Until now, employees of Catholic institutions in Germany could lose their jobs if they were openly in a same-sex partnership or remarried after a divorce.
The change means no one need fear dismissal for those reasons.
Before the change can come into force, however, each of Germany’s 27 dioceses must write the measure into their labour laws. That may take take a few months.
The country’s various Catholic institutions employ 800,000 employees.
“Explicitly, as never before, diversity in church institutions is recognised as an enrichment,” the DBK says.
“All employees can, independently of their concrete duties, their origin, their religion, their age, their disability, their sex, their sexual identity and their way of life,” be representatives of a church that “serves people”.
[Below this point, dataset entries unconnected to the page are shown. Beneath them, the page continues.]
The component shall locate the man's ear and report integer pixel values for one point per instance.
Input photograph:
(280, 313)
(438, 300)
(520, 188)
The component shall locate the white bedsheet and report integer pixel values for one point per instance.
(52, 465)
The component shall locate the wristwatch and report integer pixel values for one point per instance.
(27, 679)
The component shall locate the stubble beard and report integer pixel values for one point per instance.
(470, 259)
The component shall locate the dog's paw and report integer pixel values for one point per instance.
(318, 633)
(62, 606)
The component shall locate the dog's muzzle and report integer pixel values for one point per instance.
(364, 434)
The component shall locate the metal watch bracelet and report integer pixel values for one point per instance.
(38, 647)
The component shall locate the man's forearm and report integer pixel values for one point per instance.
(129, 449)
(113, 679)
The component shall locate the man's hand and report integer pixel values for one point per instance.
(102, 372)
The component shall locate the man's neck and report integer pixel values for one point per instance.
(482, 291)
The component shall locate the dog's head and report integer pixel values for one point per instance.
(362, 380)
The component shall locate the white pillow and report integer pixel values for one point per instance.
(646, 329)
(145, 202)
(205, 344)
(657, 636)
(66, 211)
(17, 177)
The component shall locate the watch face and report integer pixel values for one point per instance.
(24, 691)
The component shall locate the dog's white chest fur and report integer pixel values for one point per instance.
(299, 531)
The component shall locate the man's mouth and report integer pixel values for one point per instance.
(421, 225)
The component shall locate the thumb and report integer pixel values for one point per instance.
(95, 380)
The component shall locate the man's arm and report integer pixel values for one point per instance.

“So long as they bring a positive attitude and openness toward the message of the Gospel [and] respect the Christian character of the institution,” it said when announcing the change in labour law.
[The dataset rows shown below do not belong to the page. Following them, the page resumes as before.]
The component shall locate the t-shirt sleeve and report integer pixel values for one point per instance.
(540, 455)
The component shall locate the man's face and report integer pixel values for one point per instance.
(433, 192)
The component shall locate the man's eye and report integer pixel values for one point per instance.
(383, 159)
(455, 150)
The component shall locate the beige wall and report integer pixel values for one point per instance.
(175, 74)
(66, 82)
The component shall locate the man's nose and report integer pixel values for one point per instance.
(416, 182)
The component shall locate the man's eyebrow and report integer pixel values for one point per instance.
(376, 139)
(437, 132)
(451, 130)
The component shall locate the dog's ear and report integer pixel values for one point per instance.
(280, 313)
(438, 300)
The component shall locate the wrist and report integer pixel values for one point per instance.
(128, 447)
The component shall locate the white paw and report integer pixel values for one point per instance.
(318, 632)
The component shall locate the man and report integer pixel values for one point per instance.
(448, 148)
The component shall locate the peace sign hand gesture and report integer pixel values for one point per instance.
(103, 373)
A two-thirds majority of the DBK supported the amendment. The change agreed last Tuesday, came almost a year after 125 Church employees in Germany came out as queer together, in a protest to end discrimination.
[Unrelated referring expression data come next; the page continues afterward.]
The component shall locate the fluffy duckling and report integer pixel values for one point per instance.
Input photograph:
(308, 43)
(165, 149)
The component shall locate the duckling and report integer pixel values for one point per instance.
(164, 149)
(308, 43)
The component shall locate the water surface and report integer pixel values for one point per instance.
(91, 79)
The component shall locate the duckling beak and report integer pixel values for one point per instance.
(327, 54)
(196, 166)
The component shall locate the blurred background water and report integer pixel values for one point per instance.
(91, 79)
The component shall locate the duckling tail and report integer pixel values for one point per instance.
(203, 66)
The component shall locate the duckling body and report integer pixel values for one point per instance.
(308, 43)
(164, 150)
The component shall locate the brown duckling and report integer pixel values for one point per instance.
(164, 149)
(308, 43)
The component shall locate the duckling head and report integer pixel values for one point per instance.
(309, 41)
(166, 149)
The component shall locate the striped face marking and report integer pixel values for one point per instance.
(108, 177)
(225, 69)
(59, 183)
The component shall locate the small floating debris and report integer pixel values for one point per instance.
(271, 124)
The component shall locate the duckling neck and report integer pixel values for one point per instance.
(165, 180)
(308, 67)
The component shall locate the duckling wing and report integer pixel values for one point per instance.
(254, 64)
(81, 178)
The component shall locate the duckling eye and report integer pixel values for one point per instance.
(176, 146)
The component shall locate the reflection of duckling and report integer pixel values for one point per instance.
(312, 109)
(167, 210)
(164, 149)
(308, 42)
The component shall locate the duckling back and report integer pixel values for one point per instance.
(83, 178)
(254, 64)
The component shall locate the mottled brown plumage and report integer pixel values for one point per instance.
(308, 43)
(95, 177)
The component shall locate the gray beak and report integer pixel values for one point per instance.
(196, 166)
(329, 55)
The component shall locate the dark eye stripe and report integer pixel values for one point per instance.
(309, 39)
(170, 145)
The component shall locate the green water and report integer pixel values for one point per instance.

The Central Committee of German Catholics said the move was “overdue,” while the German Catholic Women’s Community described the reform as a “milestone”.
Christian Weisner from the advocacy group “We Are Church” welcomed the move but noted that it was “probably also due to the staff shortage”.
No way!
Not everyone’s happy with the labour rule changes.
Thomas Schüller, an expert on canon law, says the decision was “driven by the state labour courts”, which have for a long time taken precedence in questions of Church labour law with regard to personal lifestyle.
Father Nelson Medina, a Dominican priest who holds a doctorate in fundamental theology, has harshly criticised DBK president Bishop Georg Bätzing, who supports the gay agenda.
Medina says Bätzing’s pro-gay stance “is yet another belch of modernist heresy, which, like all great heresies, never really dies out completely”.
(Synodal Way champion Bätzing says he will not prevent the blessing of homosexual couples, something that occurred en masse in May of this year despite the explicit prohibition of the Dicastery for the Doctrine of the Faith.)
Father Juan Manuel Góngora, a Spanish priest who has more than 56,000 followers on Twitter, also disapproves of the change.
“Sin cannot be blessed,” he says.
“The bishop should go back to the seminary to study or go over to the Protestant Deformation and stop annoying people.”